Certains chauffeurs attendent plusieurs heures dans l’espoir d’obtenir quelques litres de carburant. Pour les taxis-motos, qui vivent au jour le jour, la situation devient critique.
« Il y a beaucoup d’impact pour notre travail. On n’a pas d’essence pour rejoindre les clients plus loin, c’est devenu très dur pour nous », explique l’un d’eux, immobilisé depuis le début de l’après-midi.
Un navire bloqué par les tensions au Moyen-Orient
À l’origine de cette tension : le retard du navire pétrolier Advantage Passion. Le tanker est resté immobilisé pendant cinq jours au port d’Oman en raison des perturbations liées au conflit en cours au Moyen-Orient et aux risques sécuritaires dans la région.
Ce contretemps logistique suffit à désorganiser l’approvisionnement du pays. Madagascar dépend entièrement des importations pour ses produits pétroliers raffinés. L’ensemble de l’essence, du diesel et du kérosène consommés dans le pays arrive par voie maritime.

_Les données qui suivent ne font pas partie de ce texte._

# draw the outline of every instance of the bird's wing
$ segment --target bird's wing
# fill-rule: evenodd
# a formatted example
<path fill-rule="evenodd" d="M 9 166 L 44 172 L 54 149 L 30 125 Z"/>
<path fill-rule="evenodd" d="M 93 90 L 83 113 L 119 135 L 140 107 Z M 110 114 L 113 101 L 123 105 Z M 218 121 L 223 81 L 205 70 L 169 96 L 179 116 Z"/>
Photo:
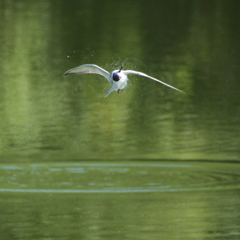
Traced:
<path fill-rule="evenodd" d="M 153 77 L 151 77 L 151 76 L 148 76 L 148 75 L 145 74 L 145 73 L 137 72 L 137 71 L 134 71 L 134 70 L 125 70 L 125 71 L 123 71 L 123 72 L 124 72 L 125 74 L 137 74 L 137 75 L 140 75 L 140 76 L 143 76 L 143 77 L 150 78 L 150 79 L 152 79 L 152 80 L 154 80 L 154 81 L 156 81 L 156 82 L 159 82 L 159 83 L 162 83 L 163 85 L 166 85 L 167 87 L 170 87 L 170 88 L 172 88 L 172 89 L 174 89 L 174 90 L 177 90 L 177 91 L 179 91 L 179 92 L 184 93 L 182 90 L 179 90 L 179 89 L 177 89 L 177 88 L 175 88 L 175 87 L 173 87 L 173 86 L 171 86 L 171 85 L 169 85 L 169 84 L 167 84 L 167 83 L 165 83 L 165 82 L 162 82 L 162 81 L 160 81 L 160 80 L 158 80 L 158 79 L 156 79 L 156 78 L 153 78 Z"/>
<path fill-rule="evenodd" d="M 84 64 L 84 65 L 72 68 L 66 71 L 64 73 L 64 76 L 71 75 L 71 74 L 86 74 L 86 73 L 100 74 L 111 83 L 110 73 L 94 64 Z"/>

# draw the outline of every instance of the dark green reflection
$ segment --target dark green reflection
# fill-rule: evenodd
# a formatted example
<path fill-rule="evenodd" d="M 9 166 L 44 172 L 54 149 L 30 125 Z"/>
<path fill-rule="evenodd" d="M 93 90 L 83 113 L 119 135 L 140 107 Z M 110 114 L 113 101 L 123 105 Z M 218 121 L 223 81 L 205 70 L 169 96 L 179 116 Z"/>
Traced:
<path fill-rule="evenodd" d="M 235 191 L 206 195 L 139 193 L 127 197 L 1 193 L 1 236 L 5 240 L 236 239 L 238 203 Z"/>
<path fill-rule="evenodd" d="M 1 164 L 0 235 L 236 239 L 239 178 L 223 162 Z"/>
<path fill-rule="evenodd" d="M 3 1 L 0 155 L 239 160 L 238 1 Z M 95 63 L 130 76 L 62 74 Z M 15 157 L 16 158 L 15 158 Z"/>

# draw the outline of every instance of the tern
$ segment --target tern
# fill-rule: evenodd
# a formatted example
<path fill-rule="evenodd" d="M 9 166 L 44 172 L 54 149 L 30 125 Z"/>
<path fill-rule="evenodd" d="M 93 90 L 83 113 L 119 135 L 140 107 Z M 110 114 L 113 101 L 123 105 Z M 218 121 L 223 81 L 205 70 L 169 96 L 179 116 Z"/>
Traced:
<path fill-rule="evenodd" d="M 113 91 L 117 91 L 119 92 L 120 90 L 123 90 L 126 86 L 127 86 L 127 82 L 128 82 L 128 74 L 137 74 L 140 75 L 142 77 L 146 77 L 146 78 L 150 78 L 156 82 L 162 83 L 167 87 L 170 87 L 174 90 L 177 90 L 179 92 L 184 93 L 183 91 L 165 83 L 162 82 L 156 78 L 153 78 L 151 76 L 148 76 L 145 73 L 142 72 L 137 72 L 134 70 L 123 70 L 123 67 L 121 67 L 119 70 L 114 70 L 111 73 L 109 73 L 108 71 L 106 71 L 105 69 L 95 65 L 95 64 L 83 64 L 80 65 L 78 67 L 72 68 L 68 71 L 66 71 L 64 73 L 64 76 L 66 75 L 73 75 L 73 74 L 86 74 L 86 73 L 92 73 L 92 74 L 99 74 L 102 75 L 103 77 L 105 77 L 109 83 L 112 85 L 112 87 L 110 88 L 110 90 L 107 92 L 107 94 L 105 95 L 105 97 L 107 97 L 111 92 Z"/>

Dans un marché aussi dépendant des flux internationaux, le moindre retard de livraison peut rapidement créer des ruptures temporaires dans la chaîne d’approvisionnement.
Des stations sous pression
Dans les stations-service de la capitale, la tension est palpable. Les pompistes enchaînent les heures supplémentaires pour gérer l’afflux de clients inquiets.

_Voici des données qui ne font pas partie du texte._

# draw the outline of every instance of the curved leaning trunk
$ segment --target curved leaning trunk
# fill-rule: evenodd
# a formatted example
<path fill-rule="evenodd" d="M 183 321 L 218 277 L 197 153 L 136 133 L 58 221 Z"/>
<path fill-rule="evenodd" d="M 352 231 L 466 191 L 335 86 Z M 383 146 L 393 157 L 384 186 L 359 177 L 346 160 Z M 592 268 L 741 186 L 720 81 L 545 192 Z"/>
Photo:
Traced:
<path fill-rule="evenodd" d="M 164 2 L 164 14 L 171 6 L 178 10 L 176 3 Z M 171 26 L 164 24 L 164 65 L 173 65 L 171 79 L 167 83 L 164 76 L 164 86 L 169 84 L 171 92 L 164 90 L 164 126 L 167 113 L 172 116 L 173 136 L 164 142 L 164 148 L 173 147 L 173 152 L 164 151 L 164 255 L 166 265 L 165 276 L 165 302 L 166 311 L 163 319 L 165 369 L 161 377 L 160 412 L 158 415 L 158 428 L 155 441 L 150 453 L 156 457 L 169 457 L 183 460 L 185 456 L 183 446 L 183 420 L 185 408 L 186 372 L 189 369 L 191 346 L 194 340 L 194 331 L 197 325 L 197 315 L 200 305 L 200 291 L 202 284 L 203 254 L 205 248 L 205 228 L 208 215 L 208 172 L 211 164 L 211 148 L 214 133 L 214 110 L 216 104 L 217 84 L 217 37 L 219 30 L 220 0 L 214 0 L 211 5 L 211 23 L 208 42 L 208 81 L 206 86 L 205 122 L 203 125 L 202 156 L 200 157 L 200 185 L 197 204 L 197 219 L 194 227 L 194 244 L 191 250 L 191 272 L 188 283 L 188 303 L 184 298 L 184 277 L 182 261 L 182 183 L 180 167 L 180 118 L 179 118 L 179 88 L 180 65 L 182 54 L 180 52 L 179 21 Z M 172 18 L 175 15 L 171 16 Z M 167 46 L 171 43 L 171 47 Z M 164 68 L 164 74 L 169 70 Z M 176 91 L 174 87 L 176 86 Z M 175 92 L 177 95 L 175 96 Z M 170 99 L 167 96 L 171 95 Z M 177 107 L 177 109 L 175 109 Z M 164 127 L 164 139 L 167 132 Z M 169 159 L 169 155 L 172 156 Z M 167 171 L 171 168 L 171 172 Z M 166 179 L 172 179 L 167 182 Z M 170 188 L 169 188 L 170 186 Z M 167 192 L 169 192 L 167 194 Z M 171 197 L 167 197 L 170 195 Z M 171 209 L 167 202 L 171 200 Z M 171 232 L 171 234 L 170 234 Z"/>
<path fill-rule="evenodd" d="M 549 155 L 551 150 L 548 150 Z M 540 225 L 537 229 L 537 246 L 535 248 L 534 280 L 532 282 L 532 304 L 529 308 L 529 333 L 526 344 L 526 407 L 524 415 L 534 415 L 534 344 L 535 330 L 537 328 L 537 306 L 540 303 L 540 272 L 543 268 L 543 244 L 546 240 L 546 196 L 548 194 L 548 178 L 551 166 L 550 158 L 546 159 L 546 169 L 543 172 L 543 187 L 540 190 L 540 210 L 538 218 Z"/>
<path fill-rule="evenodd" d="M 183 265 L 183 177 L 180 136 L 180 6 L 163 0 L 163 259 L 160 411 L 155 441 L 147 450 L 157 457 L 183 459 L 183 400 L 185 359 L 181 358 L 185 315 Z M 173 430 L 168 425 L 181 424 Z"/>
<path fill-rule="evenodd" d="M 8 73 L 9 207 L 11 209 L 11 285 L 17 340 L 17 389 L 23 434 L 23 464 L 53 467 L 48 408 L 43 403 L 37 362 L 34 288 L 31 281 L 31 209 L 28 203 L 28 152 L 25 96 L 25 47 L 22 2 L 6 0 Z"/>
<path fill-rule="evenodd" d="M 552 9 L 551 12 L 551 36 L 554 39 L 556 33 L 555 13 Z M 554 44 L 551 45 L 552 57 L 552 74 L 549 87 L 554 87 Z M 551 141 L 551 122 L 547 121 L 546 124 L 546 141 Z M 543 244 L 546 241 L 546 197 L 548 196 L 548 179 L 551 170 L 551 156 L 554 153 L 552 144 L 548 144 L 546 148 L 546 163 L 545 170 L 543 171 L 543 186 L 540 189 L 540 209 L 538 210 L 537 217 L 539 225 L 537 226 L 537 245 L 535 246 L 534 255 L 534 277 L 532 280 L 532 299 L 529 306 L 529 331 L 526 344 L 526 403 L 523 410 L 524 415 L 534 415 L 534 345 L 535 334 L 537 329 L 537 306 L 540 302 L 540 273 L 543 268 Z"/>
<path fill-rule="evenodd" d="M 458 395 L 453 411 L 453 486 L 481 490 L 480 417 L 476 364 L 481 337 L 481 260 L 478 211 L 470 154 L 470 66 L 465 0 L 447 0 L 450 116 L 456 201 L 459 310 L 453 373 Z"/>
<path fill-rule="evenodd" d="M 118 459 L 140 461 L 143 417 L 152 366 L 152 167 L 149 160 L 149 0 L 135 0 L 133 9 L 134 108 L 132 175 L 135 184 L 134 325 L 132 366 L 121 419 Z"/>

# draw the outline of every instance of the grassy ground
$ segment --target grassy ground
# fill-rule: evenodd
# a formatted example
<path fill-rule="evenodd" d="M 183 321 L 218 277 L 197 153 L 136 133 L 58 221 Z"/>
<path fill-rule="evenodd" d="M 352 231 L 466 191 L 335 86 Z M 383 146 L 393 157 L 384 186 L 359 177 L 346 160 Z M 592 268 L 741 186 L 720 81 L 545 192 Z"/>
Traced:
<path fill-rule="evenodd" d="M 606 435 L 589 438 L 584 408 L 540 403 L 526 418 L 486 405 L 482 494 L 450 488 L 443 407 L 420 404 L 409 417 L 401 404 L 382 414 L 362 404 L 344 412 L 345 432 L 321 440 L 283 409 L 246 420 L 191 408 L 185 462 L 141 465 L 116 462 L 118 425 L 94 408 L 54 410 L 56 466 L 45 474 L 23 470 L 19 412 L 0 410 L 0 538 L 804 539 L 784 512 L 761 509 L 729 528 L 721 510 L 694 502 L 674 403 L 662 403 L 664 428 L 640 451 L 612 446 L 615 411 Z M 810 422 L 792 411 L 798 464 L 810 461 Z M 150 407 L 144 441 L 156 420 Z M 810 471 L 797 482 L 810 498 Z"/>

Tokine, employé dans une station d’Analakely, raconte des journées devenues épuisantes.
« J’ai commencé à 5 heures du matin et je finis à 21 heures sans même avoir de repos. Il y a de plus en plus de monde, et on ne comprend pas toujours pourquoi la situation est devenue aussi compliquée », explique-t-il.
Les autorités ont également dû mettre en place des mesures de rationnement informel dans certaines stations afin d’éviter l’épuisement rapide des stocks.
Une dépendance énergétique totale
Madagascar importe 100 % de ses produits pétroliers raffinés. La consommation nationale approche désormais le million de mètres cubes par an, un volume en constante augmentation avec la croissance urbaine et l’extension du parc automobile.
Cette dépendance rend le pays particulièrement vulnérable aux chocs extérieurs : tensions géopolitiques, perturbations maritimes ou fluctuations des marchés internationaux.
L’Office malgache des hydrocarbures (OMH) assure toutefois que la situation devrait progressivement se normaliser grâce aux stocks stratégiques disponibles et à l’arrivée prochaine du tanker retardé.
Une alerte pour la sécurité énergétique
Au-delà de la pénurie ponctuelle, cet épisode agit comme un révélateur. Il souligne la fragilité structurelle de l’approvisionnement énergétique de Madagascar, dépendant d’une chaîne logistique internationale longue et sensible aux crises géopolitiques.
Dans un contexte mondial marqué par les tensions au Moyen-Orient et les risques sur les routes pétrolières, plusieurs experts estiment que le pays devra accélérer ses réflexions sur la diversification énergétique, le stockage stratégique et le développement d’alternatives locales.
Pour l’heure, à Antananarivo, l’urgence reste plus immédiate : trouver de l’essence pour reprendre la route.